Monday 23 April 2007

Headbanging with sharks

If Great Whites knew how to use iPods, you know what they'd be playing: heavy metal, without a doubt. Dean Karr, a rock music photographer, know it to be true. In fact, one of his favourite pastimes involves dibing into shark-infested waters with waterproof speakers and blasting them fishes with classic Slayer and Iron Maiden.

His verdict? Sharks are total metalheads. "We were playing Iron Maiden's 'Rime of the Ancient Mariner', and this 18-fott female swam right up to us. Then she turned around and swallowed one of the speakers. It was totally wild."

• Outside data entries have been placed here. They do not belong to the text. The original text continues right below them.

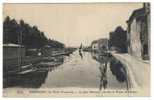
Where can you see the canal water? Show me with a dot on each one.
(79, 69)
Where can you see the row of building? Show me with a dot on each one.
(135, 40)
(138, 32)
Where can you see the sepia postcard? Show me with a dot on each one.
(76, 49)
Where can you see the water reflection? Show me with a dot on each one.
(30, 80)
(35, 78)
(80, 53)
(110, 64)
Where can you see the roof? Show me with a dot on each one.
(12, 45)
(136, 13)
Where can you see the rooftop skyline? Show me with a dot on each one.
(73, 24)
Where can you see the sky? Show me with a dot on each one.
(73, 24)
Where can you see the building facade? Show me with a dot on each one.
(100, 45)
(138, 33)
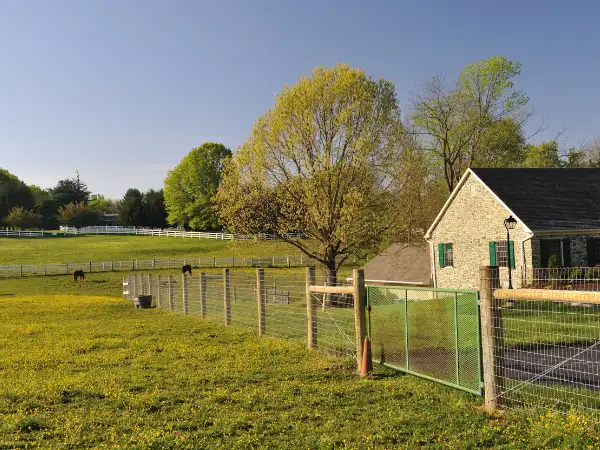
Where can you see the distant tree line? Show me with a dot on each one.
(71, 203)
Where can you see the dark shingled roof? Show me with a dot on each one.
(401, 262)
(548, 199)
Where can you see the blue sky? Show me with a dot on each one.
(122, 90)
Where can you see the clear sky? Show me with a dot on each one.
(122, 89)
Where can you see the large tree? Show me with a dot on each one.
(13, 192)
(70, 190)
(455, 120)
(102, 204)
(78, 215)
(153, 204)
(131, 209)
(326, 161)
(191, 186)
(23, 219)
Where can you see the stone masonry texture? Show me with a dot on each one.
(473, 219)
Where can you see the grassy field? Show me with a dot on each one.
(105, 248)
(81, 372)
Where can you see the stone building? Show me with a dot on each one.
(557, 213)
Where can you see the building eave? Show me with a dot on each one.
(567, 232)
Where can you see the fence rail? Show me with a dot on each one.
(567, 278)
(541, 347)
(23, 270)
(173, 233)
(21, 233)
(263, 302)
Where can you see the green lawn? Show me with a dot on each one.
(81, 372)
(106, 248)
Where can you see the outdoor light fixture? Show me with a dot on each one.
(509, 224)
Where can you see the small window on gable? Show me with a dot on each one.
(445, 255)
(501, 254)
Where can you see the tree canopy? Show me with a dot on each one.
(78, 215)
(153, 205)
(131, 209)
(13, 193)
(23, 219)
(191, 186)
(326, 160)
(70, 190)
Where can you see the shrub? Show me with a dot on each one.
(553, 262)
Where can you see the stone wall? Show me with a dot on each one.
(578, 252)
(473, 219)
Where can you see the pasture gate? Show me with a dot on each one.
(431, 333)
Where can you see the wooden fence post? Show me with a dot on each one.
(202, 294)
(311, 309)
(226, 294)
(492, 336)
(158, 305)
(260, 295)
(170, 292)
(150, 284)
(184, 293)
(360, 308)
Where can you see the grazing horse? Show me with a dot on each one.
(78, 274)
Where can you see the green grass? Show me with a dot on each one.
(107, 248)
(82, 372)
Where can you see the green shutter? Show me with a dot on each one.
(441, 255)
(511, 254)
(492, 253)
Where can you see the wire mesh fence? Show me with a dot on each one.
(270, 303)
(567, 278)
(433, 333)
(541, 347)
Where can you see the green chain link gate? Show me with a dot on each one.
(431, 333)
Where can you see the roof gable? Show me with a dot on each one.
(468, 173)
(548, 199)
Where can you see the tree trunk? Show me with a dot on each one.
(331, 299)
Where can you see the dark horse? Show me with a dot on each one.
(78, 274)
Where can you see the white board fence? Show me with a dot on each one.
(23, 270)
(173, 233)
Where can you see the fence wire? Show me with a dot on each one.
(24, 270)
(427, 332)
(545, 352)
(284, 303)
(566, 278)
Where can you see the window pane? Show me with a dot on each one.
(448, 256)
(501, 254)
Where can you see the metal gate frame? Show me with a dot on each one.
(456, 292)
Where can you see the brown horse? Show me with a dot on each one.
(78, 274)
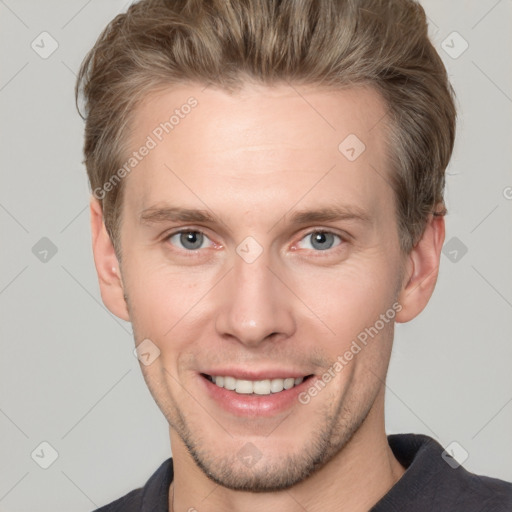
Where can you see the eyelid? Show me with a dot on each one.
(166, 237)
(343, 237)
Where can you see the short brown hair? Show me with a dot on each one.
(333, 43)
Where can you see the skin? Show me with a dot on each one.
(252, 159)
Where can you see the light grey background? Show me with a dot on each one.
(67, 372)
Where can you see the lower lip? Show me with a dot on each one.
(254, 405)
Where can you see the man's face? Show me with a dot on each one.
(257, 292)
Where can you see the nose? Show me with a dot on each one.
(255, 305)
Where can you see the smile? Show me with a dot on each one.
(256, 387)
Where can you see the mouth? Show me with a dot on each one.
(262, 387)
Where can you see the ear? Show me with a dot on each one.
(107, 265)
(421, 270)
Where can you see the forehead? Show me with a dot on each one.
(259, 145)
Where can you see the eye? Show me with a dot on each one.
(189, 240)
(320, 240)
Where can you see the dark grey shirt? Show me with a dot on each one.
(428, 484)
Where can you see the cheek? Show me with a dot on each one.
(349, 298)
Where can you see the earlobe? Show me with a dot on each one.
(107, 265)
(422, 269)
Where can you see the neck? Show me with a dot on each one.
(354, 480)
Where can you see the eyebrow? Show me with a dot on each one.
(326, 214)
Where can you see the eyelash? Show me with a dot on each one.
(327, 252)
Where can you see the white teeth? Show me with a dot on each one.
(261, 387)
(258, 387)
(289, 383)
(276, 385)
(244, 387)
(229, 383)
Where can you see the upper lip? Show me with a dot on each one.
(247, 374)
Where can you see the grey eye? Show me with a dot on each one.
(190, 240)
(321, 240)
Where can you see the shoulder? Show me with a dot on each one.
(131, 502)
(153, 497)
(434, 480)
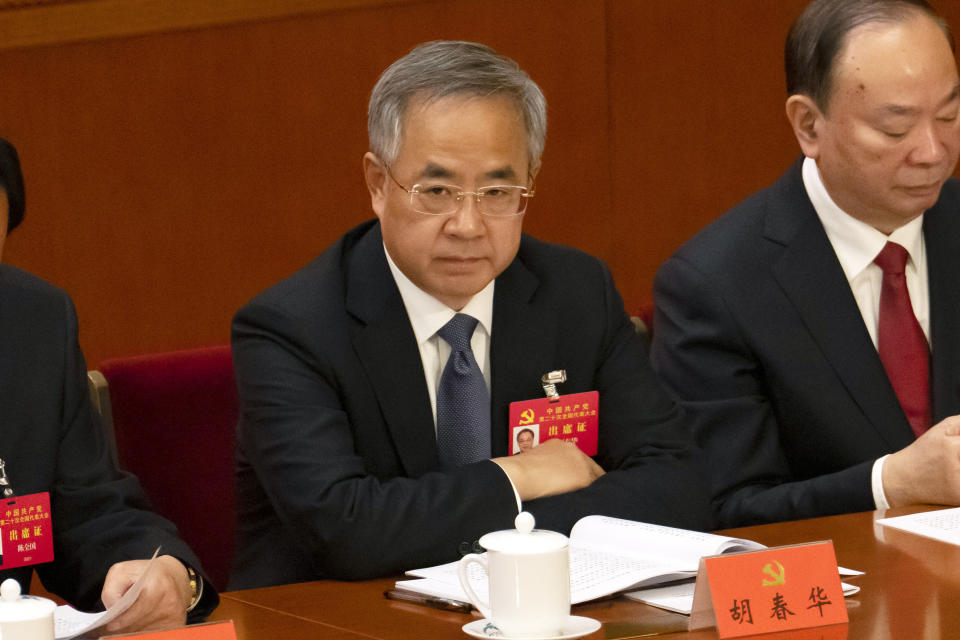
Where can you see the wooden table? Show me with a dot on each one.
(911, 590)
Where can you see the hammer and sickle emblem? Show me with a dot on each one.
(779, 576)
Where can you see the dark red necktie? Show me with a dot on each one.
(903, 347)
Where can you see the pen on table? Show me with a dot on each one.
(445, 604)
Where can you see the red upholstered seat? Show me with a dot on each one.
(645, 314)
(174, 417)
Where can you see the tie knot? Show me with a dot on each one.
(458, 331)
(892, 259)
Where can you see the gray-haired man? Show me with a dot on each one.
(373, 436)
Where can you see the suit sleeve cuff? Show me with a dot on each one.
(876, 480)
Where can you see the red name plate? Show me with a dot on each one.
(777, 589)
(208, 631)
(572, 417)
(26, 531)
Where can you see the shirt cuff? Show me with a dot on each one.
(516, 494)
(876, 480)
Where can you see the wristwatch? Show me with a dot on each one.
(196, 587)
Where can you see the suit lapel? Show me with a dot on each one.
(942, 235)
(522, 349)
(811, 277)
(387, 349)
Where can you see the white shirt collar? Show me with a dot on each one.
(855, 242)
(428, 315)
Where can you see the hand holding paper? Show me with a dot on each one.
(163, 597)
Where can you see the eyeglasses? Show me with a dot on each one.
(436, 199)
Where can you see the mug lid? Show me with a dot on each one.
(524, 538)
(16, 607)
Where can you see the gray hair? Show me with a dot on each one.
(438, 69)
(819, 35)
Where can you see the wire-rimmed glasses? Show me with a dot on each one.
(438, 199)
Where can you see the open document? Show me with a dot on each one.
(941, 525)
(607, 556)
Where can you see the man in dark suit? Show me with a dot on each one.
(347, 465)
(822, 379)
(51, 442)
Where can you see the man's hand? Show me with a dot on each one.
(163, 600)
(550, 468)
(927, 471)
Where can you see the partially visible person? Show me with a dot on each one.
(813, 332)
(50, 441)
(375, 383)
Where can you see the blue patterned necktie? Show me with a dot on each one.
(463, 402)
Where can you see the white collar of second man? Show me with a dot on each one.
(427, 314)
(855, 242)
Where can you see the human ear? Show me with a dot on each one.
(376, 177)
(806, 119)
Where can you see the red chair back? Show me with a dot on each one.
(175, 417)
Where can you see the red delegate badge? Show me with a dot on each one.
(572, 417)
(26, 531)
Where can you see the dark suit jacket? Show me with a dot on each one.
(759, 336)
(338, 470)
(51, 442)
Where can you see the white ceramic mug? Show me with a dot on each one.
(529, 580)
(24, 617)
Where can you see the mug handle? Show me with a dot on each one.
(466, 561)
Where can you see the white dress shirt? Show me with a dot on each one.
(856, 244)
(428, 315)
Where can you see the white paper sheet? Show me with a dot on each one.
(941, 525)
(70, 623)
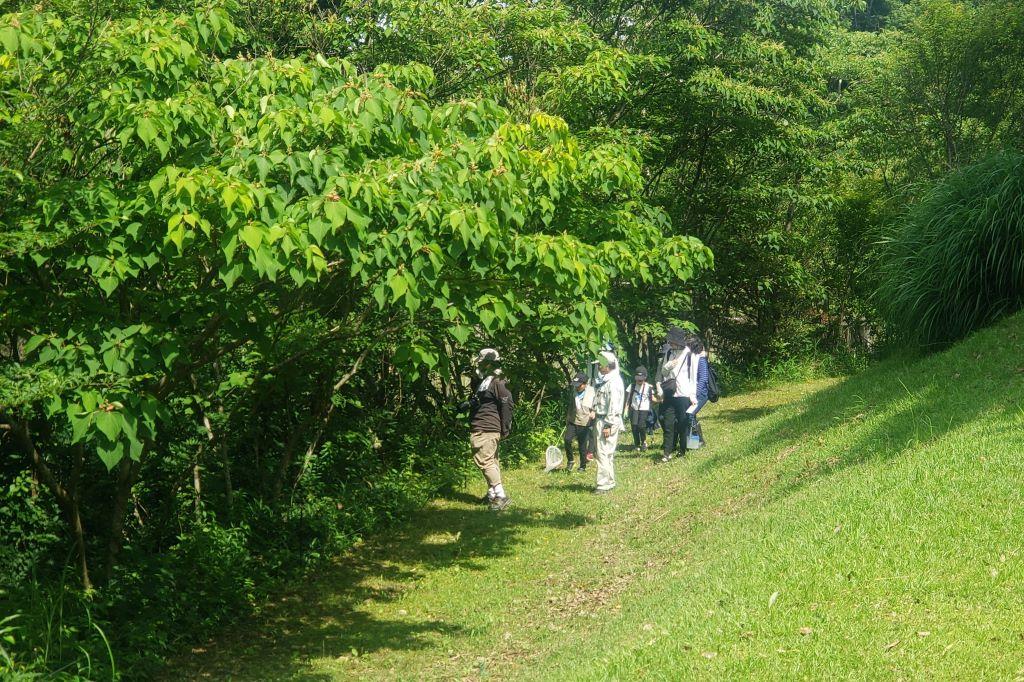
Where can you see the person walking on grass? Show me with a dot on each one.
(639, 402)
(608, 408)
(697, 348)
(579, 418)
(491, 421)
(677, 384)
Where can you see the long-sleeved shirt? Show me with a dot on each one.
(684, 370)
(609, 399)
(581, 407)
(491, 410)
(702, 378)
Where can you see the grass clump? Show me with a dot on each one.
(865, 527)
(955, 261)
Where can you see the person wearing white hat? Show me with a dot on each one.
(491, 421)
(608, 408)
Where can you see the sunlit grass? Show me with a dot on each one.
(866, 528)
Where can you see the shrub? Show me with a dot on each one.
(955, 261)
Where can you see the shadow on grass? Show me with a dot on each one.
(332, 614)
(898, 403)
(743, 414)
(569, 483)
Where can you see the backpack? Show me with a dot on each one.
(669, 385)
(714, 390)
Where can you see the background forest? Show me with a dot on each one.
(249, 249)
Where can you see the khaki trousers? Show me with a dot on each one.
(605, 456)
(485, 455)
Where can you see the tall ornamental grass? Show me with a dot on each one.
(955, 261)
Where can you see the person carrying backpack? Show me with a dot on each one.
(704, 376)
(579, 417)
(639, 402)
(677, 382)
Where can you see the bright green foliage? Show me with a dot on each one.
(242, 179)
(955, 262)
(857, 528)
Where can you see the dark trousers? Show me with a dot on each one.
(639, 420)
(676, 423)
(580, 434)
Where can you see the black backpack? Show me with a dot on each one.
(714, 390)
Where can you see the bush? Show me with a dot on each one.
(955, 261)
(31, 526)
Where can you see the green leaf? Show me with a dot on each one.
(229, 273)
(111, 454)
(80, 422)
(34, 343)
(398, 287)
(146, 130)
(109, 423)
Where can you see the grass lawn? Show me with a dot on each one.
(863, 528)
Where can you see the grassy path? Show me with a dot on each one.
(865, 528)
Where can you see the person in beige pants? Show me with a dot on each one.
(608, 408)
(489, 422)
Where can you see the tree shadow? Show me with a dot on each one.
(743, 414)
(571, 485)
(331, 614)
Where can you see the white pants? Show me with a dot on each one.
(605, 456)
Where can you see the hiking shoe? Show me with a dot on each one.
(501, 503)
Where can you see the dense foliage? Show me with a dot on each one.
(249, 248)
(955, 262)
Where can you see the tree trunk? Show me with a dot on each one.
(127, 472)
(67, 500)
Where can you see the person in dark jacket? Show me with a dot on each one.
(579, 417)
(489, 421)
(697, 348)
(639, 402)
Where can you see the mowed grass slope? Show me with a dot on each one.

The news that sharks prefer heavy metal over, say Simon and Garfunkel comes as no suprise. Classic metal themes - darkness, evil and power, easily translate into the murky, cold-blooded world of the ocean's greatest predators. And like heavy metal fans, sharks are hardcore creatures:

they don't sleep (if they stop swimming, they die)
they like blood and death
they secrete urin through their skin

and if brought above water would probably, like many of our friends at Ozzfest, emanate the stench of piss. Hell, it's probably time the word 'shark' got its own umlaut. Word.

PS: And just so you are aware, more people are killed by dogs each year than have been killed by sharks in the last century....dig that.